Ангелов испытующе посмотрел ему в глаза и сказал:

– Это от тебя зависит.

Федор промолчал. Постоял, глядя на Ангела-хранителя, потом так же молча вышел из церкви. Проводив его вззглядом, Ангелов взял икону и уложил ее в дубовый ящик.

Глава 3

У родителей Федор бывал теперь редко, но не жалел об этом. Входя в родной дом – в месяц раз, может, – он чувствовал одну лишь тягость.

И сегодня тоже. Даже в тусклом свете лучины было заметно, какой унылый разор царит теперь в избе. А ведь Кондратьевы никогда не бедствовали, и дом, поставленный дедом Ильей, был в деревне из лучших.

– Здорово, Федь, – сказал Степан.

Он один улыбнулся брату и, отложив упряжь, которую чинил, встал ему навстречу.

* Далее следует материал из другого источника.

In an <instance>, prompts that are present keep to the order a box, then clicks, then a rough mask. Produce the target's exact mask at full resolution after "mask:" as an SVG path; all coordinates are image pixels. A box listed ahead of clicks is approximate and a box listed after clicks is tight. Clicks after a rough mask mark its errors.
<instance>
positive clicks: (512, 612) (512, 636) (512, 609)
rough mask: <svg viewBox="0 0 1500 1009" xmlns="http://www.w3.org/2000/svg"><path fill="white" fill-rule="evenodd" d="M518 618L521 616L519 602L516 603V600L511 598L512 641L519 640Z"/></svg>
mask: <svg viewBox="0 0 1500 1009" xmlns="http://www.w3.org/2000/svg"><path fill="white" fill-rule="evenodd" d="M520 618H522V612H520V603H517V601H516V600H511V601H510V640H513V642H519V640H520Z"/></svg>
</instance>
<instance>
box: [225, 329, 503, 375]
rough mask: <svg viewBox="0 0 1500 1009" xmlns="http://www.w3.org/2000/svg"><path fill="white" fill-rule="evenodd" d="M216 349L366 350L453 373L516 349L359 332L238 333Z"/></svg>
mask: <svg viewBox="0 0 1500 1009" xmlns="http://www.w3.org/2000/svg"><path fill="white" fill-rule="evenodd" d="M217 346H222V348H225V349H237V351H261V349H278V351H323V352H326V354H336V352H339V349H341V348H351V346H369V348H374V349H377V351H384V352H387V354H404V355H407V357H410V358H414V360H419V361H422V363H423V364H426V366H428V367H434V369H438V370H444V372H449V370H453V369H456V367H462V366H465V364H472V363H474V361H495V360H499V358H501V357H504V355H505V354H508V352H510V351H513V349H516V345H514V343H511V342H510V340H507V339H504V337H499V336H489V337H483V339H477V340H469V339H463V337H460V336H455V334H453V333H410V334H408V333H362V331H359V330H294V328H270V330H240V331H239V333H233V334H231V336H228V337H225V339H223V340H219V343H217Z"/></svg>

Восьмилетний Пашка не сразу и заметил, что в избу кто-то вошел. Подняв голову от фигурки, которую вырезал из дерева, он посмотрел на старшего брата таким нездешним взглядом, какой Федор видел на картине итальянского художника Боттичелли в альбоме ангеловских барышень.

Мать месила тесто с такой яростью, словно не тесто это было, а горькое горе.

Но горе ее было не в квашне – сидело за столом, уронив голову на столешницу. Отец, как обычно, был пьян. Бутыль самогона, стоящая перед ним, была пуста. Услышав, что Степан здоровается с братом, отец поднял голову, посмотрел на старшего своего сына мутным взглядом и, ни слова не произнеся, придвинул к себе бутыль.

– Прорва ненасытная! – в сердцах бросила мать.

– Молчи, дура, – заплетающимся языком пробормотал отец.

– В могилу лягу – замолчу! Недолго тебе ждать, ирод! Ой, горе наше горькое! – запричитала мать. – Что с тобой сталось, Тимофей?!

– Ишь, завыла! Хватит, сказал! Самогону подай!

– Нету! И так картошку всю на проклятое зелье извел! Нету! – Она завыла. – Господи, был мужик как мужик… А революция настала – будто с цепи сорвался!

– Всю жизнь на цепи просидел! – Тимофей скрежетнул зубами.

– Брось, батя, – миролюбиво произнес Степан. – Пойдем, спать ляжешь.

Он попробовал поднять отца с лавки, но Тимофей оттолкнул его.

– Не трожь, Степка! Сам себе теперь хозяин! Поняли? Сам!

– Хватит тебе. – Федор снял фуражку, повесил на гвоздь. – Такое время настало! Перед народом все пути открылись. А ты спиваешься.